Досон ушла, и она обратилась ко мне:
— Вы не могли бы взять на себя обязанность разлить чай? Я страдаю ревматизмом, и сегодня у меня не гнутся суставы.
Я поднялась и подошла к столу, на котором стоял поднос. Там был серебряный чайник над спиртовкой. Чайник для заварки, кувшинчик для сливок и сахарница — все сверкало начищенным серебром. К чаю были поданы сандвичи с огурцом, тонко нарезанный хлеб с маслом, булка с тмином и разнообразные маленькие булочки.
У меня было ощущение, что меня собираются подвергнуть еще одному испытанию, чтобы убедиться, смогу ли я прилично выполнить эти важные светские обязанности. Нет, подумала я, она действительно несносная женщина; и все-таки, вопреки ее и своим чувствам, она мне чем-то нравилась.
Я лишь немного покраснела, но не выказала больше никаких признаков смущения. Я спросила, что она хочет к чаю, налила ей сливок и положила сахару ровно столько, сколько нужно, принесла ей чай и поставила на мраморный с золотом столик возле ее кресла.
— Благодарю, — снисходительно произнесла она.
Затем я предложила ей сандвичи, хлеб с маслом, и она великодушно воспользовалась предложенным. Я вернулась к своему месту у подноса с чаем.

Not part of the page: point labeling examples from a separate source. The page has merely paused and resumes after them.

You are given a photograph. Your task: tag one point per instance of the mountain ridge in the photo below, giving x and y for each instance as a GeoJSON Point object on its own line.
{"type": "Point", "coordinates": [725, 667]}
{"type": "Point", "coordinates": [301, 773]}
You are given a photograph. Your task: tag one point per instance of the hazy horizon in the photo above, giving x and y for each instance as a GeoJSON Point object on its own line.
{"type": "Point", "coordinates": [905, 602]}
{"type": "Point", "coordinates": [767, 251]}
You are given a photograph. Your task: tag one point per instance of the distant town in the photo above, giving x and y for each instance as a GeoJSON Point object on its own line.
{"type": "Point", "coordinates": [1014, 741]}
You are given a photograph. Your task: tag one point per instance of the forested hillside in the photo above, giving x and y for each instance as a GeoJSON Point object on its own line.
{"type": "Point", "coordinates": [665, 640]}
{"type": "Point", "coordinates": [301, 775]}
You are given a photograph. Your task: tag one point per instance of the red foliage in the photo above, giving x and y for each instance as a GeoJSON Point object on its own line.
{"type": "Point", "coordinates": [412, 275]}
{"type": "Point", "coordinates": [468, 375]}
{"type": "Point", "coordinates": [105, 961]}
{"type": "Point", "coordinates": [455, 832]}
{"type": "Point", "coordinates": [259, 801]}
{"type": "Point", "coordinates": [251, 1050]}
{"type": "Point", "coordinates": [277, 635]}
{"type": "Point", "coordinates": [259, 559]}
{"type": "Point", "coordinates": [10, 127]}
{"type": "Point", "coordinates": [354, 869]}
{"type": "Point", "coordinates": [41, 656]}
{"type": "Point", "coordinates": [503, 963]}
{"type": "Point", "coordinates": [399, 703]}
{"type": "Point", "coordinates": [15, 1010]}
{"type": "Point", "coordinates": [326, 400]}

— Надеюсь, вы скоро приедете ко мне еще раз, — заметила она, и я поняла, что мы испытывали друг к другу сходные чувства. Она приготовилась к тому, чтобы отнестись ко мне критически, но в чем-то мы были достойны друг друга.
Я подумала: «Может быть, лет через семьдесят я стану такой же старой леди».
Она ела с изяществом и с аппетитом, при этом разговаривая со мной так, будто ей хотелось рассказать мне очень многое, и она боялась, что она не успеет управиться с этим и наполовину. Ей хотелось услышать что-нибудь и от меня, и я рассказала, как мы познакомились с Габриелом, спасая собаку.
— Значит, когда вы узнали, кто он и откуда, это приятно поразило вас?
— Узнала, кто он и откуда?..
— Ну, что он в будущем баронет, очень выгодный жених и что в свое время Ревелз будет принадлежать ему?
Ну вот, опять начинается — она предполагает, что я вышла замуж за Габриела из-за денег и его положения. Тут уж я не могла сдержать негодования.
— Ничего подобного, — запальчиво воскликнула я. — Мы с Габриелом решили пожениться, когда многого не знали о положении друг друга в обществе.
— Тогда вы меня удивляете, — сказала она. — Я считала вас разумной молодой женщиной.
— Надеюсь, что глупой трудно назвать, но я никогда не придерживалась мнения, что выходить замуж из-за денег — это очень разумно. Выйти замуж за человека, с которым ты несовместима, — это уже ужасно, даже если бы этот человек и был богат.
Она засмеялась. И было видно, что она наслаждалась нашим разговором. В глубине души она уже понимала, что я ей нравлюсь. Но что меня немного шокировало, так это то, что я бы точно так же ей нравилась, даже если бы была охотницей за приданым. Ей нравилось во мне то, что она называла силой характера. Как же им всем в этой семье нравилось это качество! Габриел так искал его и нашел — во мне. Саймон предполагал, что я вышла замуж за Габриела из-за его денег! Интересно, он тоже не стал бы думать обо мне хуже, если бы это было правдой? Этим людям нравились хитрые и ловкие — «разумные», как они это называли. Неважно, если ты груб, лишь бы не был глупцом — и вот тогда-то уже тобой можно было восхищаться.
— Значит, это была любовь… — сказала она.
— Конечно, любовь! — ответила я вызывающе.
— Да, все это останется неразгаданной тайной…
— Возможно, вы ее разгадаете… — И неожиданно для себя я добавила: — Я надеюсь.
— Вы сами справитесь, если поставите себе такую цель.
— Вы думаете? Но ведь существуют неразгаданные тайны, хотя многие люди отдавали все свое время и энергию, чтобы отыскать правду.
— Возможно, они недостаточно старались. А вы сейчас носите наследника. Если у вас родится мальчик, то конец надеждам Рут относительно Люка, — заключила она торжествующе. — Из Люка выйдет еще один Мэтью, — продолжала она. — Он так похож на своего деда!